As the seething mass collapses into a flurry of tiny, skittering forms, you realize that you aren't looking at a single latex monster, but rather an entire legion of them. Hundreds, perhaps even thousands, of small multicolored insects that had just seconds before formed a small mountain now crawl in every direction, a rainbow wave flowing out towards you. The immediate reaction, obviously, is to flee.
With an army of insects at your heels, their many legs collecting to create a terrible cacophony of clicking as innumerable steps fall on the pavement beneath them, you hurry to escape the seemingly endless forest that surrounds you. Even with their small size, the bugs have an almost supernatural speed, managing to keep pace with you even as you run with the greatest haste you can muster. Eventually you reach the streets and the flood pours in all directions, the flow moving towards you slowing just enough for you to start outrunning it but still moving unnaturally quickly. You do what you can to make your way to your home, eventually arriving perhaps a minute ahead of the tiny creatures, and take advantage of what little time you have before their arrival to block off any entrances you can think of as well as possible, hoping that it will be enough to halt their march into your abode.
Trapped inside and unwilling to even approach the ground windows for fear of sudden attack, you rush to the upper floor and peer outside. At first, you see nothing but that oncoming wave in the distance, the numbers of the tiny creatures within it multiplying at an incredible rate as it tramples everything in sight, but then you start to hear them: the screams, a terrified chorus of those who fail to escape the insects. Your mind reels at the mere thought of what might be happening to them, but then you see others who'd heard the screams leaving their houses to investigate, and realize that you'd see what had happened soon enough. Every fiber of your being demands that you turn away, and yet something deep inside you, some macabre curiosity of what may be your inevitable fate, forces you to gaze on as the army reaches the masses. The first people, standing unaware of what it is that approaches, are trampled by the stampede, immediately knocked down and covered by the bugs, which seem to blend together until they form a seamless coating over the shrieking innocents, the coating wriggling and coalescing, every individual insect binding together with its kin to cover their entire bodies, to shape them. The people struggle against the latex that has so tightly enveloped them, matching their form rather than shaping a cocoon, leaving them to claw at their covered faces with softened hands as those very faces stretch out, as though to fill an invisible mold, one that finds itself halfway between that of a beast and that of a man. Some soon start to hunch over, to snarl and howl, the animals their forms have taken apparently corrupting not only their bodies but their minds; others seem to remain completely human in conscious alone, using unfamiliar clawed hands to clutch at the muzzles, beaks, or even proboscises now adorning their panic-stricken faces; others still seem to enter a sheer catatonia, either from their minds being torn apart from the opposing impulses of beast and man or from their sanity being torn by the mere experience.
The others, now knowing what approached them, turn to run as you had, but even they don't know the full power of the things that they wish to escape. A few fall while trying to run, and others simply aren't fast enough; these are consumed as the first victims were. Others still try to get beyond the reach of the creatures by hiding in their houses, their screams carried to you moments later. One man attempts to find sanctuary in a tree, climbing it believing himself to have narrowly dodged the invasion, but you know better, seeing a single bug crawl into his sneaker just before he makes his way to a tree branch. Soon, he screams like so many of the others, his shoe expanding from stress before being torn to shreds but the sudden explosion of growth, a glimmering emerald canine paw replacing it. For a moment it looks as though his changes have stopped, as though he might be safe from the rest of the horde that awaits below, but the shock of the transformation leads to a loss of balance that throws him from the tree and into the roiling sea beneath him, quickly becoming a wolf much like the one you'd seen before.
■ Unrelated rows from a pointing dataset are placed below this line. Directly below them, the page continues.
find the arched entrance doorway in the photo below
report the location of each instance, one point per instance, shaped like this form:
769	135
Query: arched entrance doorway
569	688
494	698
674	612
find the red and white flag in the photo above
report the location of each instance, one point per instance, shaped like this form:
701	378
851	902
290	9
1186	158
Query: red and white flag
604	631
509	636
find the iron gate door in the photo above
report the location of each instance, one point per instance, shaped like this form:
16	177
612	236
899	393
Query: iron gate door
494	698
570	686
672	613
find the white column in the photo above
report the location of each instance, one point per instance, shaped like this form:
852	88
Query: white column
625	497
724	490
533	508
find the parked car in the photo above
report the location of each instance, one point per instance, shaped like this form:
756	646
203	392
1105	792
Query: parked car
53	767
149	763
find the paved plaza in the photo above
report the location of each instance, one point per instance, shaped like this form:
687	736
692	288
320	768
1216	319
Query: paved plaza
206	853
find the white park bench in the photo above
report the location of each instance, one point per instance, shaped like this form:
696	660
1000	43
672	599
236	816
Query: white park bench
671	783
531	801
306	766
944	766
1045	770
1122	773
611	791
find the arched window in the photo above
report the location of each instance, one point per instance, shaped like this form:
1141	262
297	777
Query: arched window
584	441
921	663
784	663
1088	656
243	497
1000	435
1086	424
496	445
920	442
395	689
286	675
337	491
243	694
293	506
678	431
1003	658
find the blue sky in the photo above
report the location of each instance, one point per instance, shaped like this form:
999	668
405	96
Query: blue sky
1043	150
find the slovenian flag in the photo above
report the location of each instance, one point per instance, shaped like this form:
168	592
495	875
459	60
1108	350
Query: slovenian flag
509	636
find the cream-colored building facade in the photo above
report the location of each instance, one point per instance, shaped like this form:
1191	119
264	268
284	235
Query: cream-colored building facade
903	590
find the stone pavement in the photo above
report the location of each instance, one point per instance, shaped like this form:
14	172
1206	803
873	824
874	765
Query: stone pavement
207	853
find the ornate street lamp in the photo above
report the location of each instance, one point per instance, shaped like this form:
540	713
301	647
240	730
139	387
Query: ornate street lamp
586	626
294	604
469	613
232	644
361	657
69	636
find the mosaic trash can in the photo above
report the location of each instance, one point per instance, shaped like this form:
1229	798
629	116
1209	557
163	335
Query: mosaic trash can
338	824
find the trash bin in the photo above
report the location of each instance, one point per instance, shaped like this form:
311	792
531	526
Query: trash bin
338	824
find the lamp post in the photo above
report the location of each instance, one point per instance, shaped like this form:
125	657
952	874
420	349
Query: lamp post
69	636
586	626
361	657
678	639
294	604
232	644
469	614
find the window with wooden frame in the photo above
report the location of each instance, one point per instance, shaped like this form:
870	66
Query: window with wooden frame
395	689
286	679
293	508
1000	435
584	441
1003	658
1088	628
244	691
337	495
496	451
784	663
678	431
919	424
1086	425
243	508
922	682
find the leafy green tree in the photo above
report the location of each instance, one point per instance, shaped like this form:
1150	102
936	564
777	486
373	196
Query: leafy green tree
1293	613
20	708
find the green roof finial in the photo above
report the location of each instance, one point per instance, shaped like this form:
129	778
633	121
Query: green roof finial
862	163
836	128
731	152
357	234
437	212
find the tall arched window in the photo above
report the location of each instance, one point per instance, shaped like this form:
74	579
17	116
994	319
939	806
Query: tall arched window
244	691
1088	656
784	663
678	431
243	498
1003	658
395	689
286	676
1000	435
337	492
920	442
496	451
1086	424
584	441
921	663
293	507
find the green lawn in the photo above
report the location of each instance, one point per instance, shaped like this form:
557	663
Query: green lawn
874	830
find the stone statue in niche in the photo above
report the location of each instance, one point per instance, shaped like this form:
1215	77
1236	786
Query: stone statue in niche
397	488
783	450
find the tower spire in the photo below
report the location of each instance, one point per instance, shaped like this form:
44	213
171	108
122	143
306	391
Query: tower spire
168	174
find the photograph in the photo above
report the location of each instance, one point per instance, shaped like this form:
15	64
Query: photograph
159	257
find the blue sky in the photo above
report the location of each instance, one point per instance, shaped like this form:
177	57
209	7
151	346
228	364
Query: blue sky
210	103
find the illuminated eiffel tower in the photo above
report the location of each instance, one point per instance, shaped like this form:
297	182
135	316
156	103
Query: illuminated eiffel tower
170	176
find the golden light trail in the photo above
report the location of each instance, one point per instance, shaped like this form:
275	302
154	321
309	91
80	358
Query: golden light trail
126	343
It's only a matter of minutes before the chaos of the bugs ends, replaced by the chaos of their aftermath. They still skitter about, covering the terrain below in dense patches where the ground beneath them can't be seen. Those who are unchanged flee in the distance; the ones who've lost their minds to whatever primal urges the infestation had caused in them give chase Those who've retained their sanity continue to search for safe haven, unable to come to terms with the fact that their humanity is lost, that there is nothing left to save, all the while letting out unnatural noises, horrible blends of animalistic and human screams, to lament their misfortune. The latex covering it all, from the tiny insects composed of it to the newly-changed beasts who now find it in their flesh, makes the entire scene almost surreal, pulling you from the realism... but in a sense, that only makes it far more real, and it's no longer something you can bear to watch.
You shut the blinds to your window, blocking off all sight of the world that ends around you. Your burden far too great to carry, yourself the only man left in a world of monsters, you are left with no choice but to stay in your home, hoping desperately that something will put all of this to an end before you share the fate of all those outside your walls.